Are they next for what must be the highly embarrassing training courses on which other BBC news presenters are taught those bizarre hand gestures we see? Who are the simpletons who dream up this stuff? Send them to work on Channel 5.

The earliest example I can remember of poor BBC treatment of a technology issue was a few years ago when Jeremy Paxman interviewed somebody senior from Microsoft about the Department of Justice case.

Paxman, so good when dealing with political issues, was totally out of his depth. He clearly did not understand the issues and didn't ask the right questions.

Somebody else should have conducted the interview. Most of our general media seem to handle technology issues in just this way, and there are plenty of examples.

There was a recent report about some Windows source code appearing on the internet and how this was such a risk to security.

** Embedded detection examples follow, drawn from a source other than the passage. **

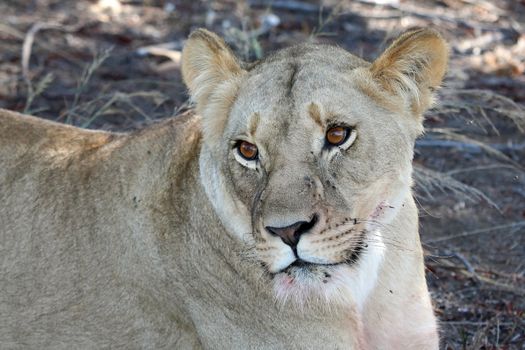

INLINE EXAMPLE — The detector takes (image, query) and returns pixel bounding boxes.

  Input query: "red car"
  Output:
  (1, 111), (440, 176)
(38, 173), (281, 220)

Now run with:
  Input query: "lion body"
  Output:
(0, 28), (448, 349)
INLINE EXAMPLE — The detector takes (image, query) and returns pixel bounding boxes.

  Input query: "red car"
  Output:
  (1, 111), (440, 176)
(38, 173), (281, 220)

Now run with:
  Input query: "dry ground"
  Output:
(0, 0), (525, 349)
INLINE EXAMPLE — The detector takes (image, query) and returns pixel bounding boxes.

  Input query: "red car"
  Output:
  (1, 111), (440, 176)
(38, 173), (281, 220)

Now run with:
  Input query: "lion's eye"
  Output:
(237, 141), (259, 160)
(325, 126), (350, 146)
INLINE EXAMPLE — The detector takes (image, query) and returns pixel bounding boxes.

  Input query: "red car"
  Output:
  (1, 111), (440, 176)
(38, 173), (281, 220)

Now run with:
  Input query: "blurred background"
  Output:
(0, 0), (525, 349)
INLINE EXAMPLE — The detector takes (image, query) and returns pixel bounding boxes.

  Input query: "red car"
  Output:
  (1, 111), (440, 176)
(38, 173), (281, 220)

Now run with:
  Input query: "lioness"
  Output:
(0, 29), (448, 349)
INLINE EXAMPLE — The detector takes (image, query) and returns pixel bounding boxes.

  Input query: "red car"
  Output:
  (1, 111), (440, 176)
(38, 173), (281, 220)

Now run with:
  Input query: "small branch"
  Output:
(416, 140), (525, 153)
(248, 0), (319, 13)
(425, 221), (525, 244)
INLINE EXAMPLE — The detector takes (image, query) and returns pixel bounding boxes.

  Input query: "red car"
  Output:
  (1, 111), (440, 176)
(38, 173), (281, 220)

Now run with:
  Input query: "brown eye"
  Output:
(326, 126), (350, 146)
(237, 141), (259, 160)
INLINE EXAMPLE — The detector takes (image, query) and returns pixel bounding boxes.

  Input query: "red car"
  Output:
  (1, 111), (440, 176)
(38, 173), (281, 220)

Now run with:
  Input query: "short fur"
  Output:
(0, 30), (447, 349)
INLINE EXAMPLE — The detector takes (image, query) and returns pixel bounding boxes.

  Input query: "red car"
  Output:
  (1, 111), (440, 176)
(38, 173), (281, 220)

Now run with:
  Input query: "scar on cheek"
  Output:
(370, 201), (394, 219)
(282, 275), (293, 286)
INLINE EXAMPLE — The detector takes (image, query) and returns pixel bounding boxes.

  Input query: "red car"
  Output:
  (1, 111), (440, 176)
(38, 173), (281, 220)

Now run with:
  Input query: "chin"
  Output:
(273, 238), (385, 311)
(273, 262), (354, 308)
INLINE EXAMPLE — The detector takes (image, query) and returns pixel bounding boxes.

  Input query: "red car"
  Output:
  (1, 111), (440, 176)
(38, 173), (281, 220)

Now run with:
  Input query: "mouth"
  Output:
(278, 242), (368, 274)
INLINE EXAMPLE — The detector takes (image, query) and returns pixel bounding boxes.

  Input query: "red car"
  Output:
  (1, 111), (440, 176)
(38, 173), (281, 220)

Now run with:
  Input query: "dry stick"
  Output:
(425, 221), (525, 244)
(416, 139), (525, 153)
(428, 260), (525, 295)
(248, 0), (319, 13)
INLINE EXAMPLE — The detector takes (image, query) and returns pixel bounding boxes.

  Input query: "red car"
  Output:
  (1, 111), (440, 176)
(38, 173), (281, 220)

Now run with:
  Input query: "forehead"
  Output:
(232, 44), (368, 134)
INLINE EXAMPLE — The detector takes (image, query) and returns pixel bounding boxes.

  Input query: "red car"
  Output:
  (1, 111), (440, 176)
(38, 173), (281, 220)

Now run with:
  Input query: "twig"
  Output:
(416, 140), (525, 153)
(425, 221), (525, 244)
(248, 0), (319, 13)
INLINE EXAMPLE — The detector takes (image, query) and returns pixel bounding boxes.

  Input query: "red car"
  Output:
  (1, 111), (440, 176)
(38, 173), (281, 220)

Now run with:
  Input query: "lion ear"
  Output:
(370, 29), (448, 115)
(182, 28), (243, 109)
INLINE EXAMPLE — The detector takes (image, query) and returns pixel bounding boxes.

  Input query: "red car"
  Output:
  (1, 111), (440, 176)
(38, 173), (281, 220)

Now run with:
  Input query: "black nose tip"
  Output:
(266, 215), (317, 248)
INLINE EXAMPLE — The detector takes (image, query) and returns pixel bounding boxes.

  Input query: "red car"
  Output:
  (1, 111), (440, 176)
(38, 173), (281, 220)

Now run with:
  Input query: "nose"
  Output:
(266, 215), (317, 249)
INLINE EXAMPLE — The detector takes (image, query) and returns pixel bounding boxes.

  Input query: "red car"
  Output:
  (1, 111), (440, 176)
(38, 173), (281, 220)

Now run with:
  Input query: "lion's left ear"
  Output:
(181, 28), (243, 108)
(370, 29), (448, 116)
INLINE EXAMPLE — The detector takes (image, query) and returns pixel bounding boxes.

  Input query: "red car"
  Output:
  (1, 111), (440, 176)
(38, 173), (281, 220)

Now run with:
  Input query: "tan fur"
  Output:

Nobody seemed to make the obvious point that an operating system said by many to be much more secure than Windows - Linux - only survives by having its source code permanently on the internet.

Far more important technology issues are dealt with equally badly. The debate about GM foods is one example. We have recently been told that there is no 'scientific case' for not planting these crops.

This is simply a lie that goes unchallenged in the media. Remember Thalidomide? There was no proof that it was dangerous before it was released to the UK public, no 'scientific case'.

In the US they took the right approach; as there was no proof that it was safe, it was not released. Proof of safety and lack of proof of danger are not the same thing.

When scientists and politicians lie and deceive like this so much of the time, you have to assume they have something major to hide, and we therefore need a challenging media to confront them.

How about the possible dangers of mobile phone use? Or the related issue of living near electricity pylons? The absurd accepted position that human activity is causing global warming - which is also happening on Mars. Guessing the common factor there is not too difficult, is it?

There are also countless issues regarding the health of the foodstuffs sold in the west. Incidentally, I am writing this column in Nepal, and so many conversations here among westerners include comments about how good the food tastes compared to Europe. I am referring to the raw product, such as bananas or tomatoes.

One friend here recently told me how the eggs remind her of her childhood; how eggs used to taste in England many years ago.

Regarding all these and many other technology-related issues, the suspicion has to exist that scientists and politicians do not tell us the whole truth and often lie. We cannot trust the general media to understand the issues sufficiently well to challenge these lies and extract the truth.

We need a media that is well informed and challenging, and reinvigorating the BBC would be a perfect place to start.